"Drop the Mic" machine learning (part 2)
January 10, 2018
R modelling funI wrote about an ‘algorithm’ that I concocted in my head for determining “Drop the Mic” winners in an earlier post: (“Drop the Mic” winner algorithm!). In that post I found that my silly little algorithm has accurately predicted the winner 85% of the time. 👍
To rehash that algorithm I said:
- If one contestant is female and the other is male, the female wins!

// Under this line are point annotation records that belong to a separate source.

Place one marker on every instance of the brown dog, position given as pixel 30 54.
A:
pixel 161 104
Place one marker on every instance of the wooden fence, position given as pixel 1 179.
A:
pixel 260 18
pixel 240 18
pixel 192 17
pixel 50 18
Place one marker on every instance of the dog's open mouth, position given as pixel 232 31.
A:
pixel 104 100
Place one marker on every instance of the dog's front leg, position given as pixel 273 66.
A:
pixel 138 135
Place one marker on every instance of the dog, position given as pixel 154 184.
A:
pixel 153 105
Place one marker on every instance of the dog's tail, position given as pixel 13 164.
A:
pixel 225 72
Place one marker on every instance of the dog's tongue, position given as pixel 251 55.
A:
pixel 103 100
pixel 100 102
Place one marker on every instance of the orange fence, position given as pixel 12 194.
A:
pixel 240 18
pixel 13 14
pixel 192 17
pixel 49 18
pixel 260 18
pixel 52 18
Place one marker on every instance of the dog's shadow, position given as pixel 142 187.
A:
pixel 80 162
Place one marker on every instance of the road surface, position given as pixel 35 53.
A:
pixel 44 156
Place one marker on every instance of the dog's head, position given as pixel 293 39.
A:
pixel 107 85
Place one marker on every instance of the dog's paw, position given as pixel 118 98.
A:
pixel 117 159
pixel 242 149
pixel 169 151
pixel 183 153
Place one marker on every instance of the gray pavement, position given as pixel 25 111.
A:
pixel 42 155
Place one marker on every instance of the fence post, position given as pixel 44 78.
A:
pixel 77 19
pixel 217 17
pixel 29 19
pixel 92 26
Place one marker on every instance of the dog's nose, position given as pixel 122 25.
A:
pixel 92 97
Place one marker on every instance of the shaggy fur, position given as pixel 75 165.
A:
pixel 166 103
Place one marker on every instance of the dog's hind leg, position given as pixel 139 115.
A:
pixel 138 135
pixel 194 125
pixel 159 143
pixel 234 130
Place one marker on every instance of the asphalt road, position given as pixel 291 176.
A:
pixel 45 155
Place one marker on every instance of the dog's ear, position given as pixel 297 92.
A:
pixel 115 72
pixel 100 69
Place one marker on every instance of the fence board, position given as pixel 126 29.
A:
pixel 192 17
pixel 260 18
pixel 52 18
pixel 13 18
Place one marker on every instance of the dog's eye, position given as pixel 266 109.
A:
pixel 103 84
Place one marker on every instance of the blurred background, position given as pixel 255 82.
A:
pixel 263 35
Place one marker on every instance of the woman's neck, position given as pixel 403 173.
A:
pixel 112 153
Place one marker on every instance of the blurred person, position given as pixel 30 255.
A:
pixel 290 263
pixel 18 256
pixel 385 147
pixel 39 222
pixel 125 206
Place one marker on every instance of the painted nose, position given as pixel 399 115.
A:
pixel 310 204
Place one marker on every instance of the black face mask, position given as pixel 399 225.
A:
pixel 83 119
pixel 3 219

- If both are male, or both are female, or if they are a group, the one standing to the left of the screen at the end wins!
That was fun, but it wasn’t very data science-y. So… let’s apply a more proper machine learning method to determine the winner algorithm.
We start again with scraping the data from IMDb:
library(rvest)
library(tidyverse)
library(knitr)
library(kableExtra)
# Scrape data from IMDb
data.dropmic <- read_html("http://www.imdb.com/title/tt6396094/episodes?season=1&ref_=tt_eps_sn_1") %>%
html_nodes("strong a") %>%
html_text() %>%
as.data.frame() %>%
.[grepl(" vs", .[,1]),] %>%
data.frame(Episode = .)
data.clean <- str_split(data.dropmic$Episode, "&| and ") %>%
unlist() %>%
data.frame(Battles = .)
# Display results
kable(data.clean, "html") %>%
kable_styling(bootstrap_options = c("striped", "hover"))
Battles |
---|
Halle Berry vs. James Corden |
Usher vs. Anthony Anderson |
James Van Der Beek vs. Randall Park |
Rob Gronkowski vs. Gina Rodriguez |
Niecy Nash vs. Cedric the Entertainer |
Liam Payne vs. Jason Derulo |
Tony Hale vs Timothy Simons |
Rascal Flatts vs. Boyz II Men |
Nicole Scherzinger vs. Lil Rel Howery |
Charlie Puth vs. Backstreet Boys |
Vanessa Hudgens vs. Michael Bennett |
James Corden vs. Nicole Richie |
Mayim Bialik vs. Kunal Nayyar |
Ashley Tisdale vs. Nick Lachey |
Wayne Brady vs. Jake Owen |
Kenny G vs. Richard Marx |
David Arquette vs. Brian Tyree Henry |
Jesse Tyler Ferguson vs. Chrissy Metz |
Pentatonix vs. Bell Biv Devoe |
Padma Lakshmi vs. Randy Jackson |
Danielle Fishel vs. Jonathan Lipnicki |
Shania Twain vs. Meghan Trainor |
The Battles were properly scraped in the above table. Let’s grab the following features from it:
- Who are the contestants?
- What are the genders of the contestants (we shall designate the first name in the battle as contestant 1)?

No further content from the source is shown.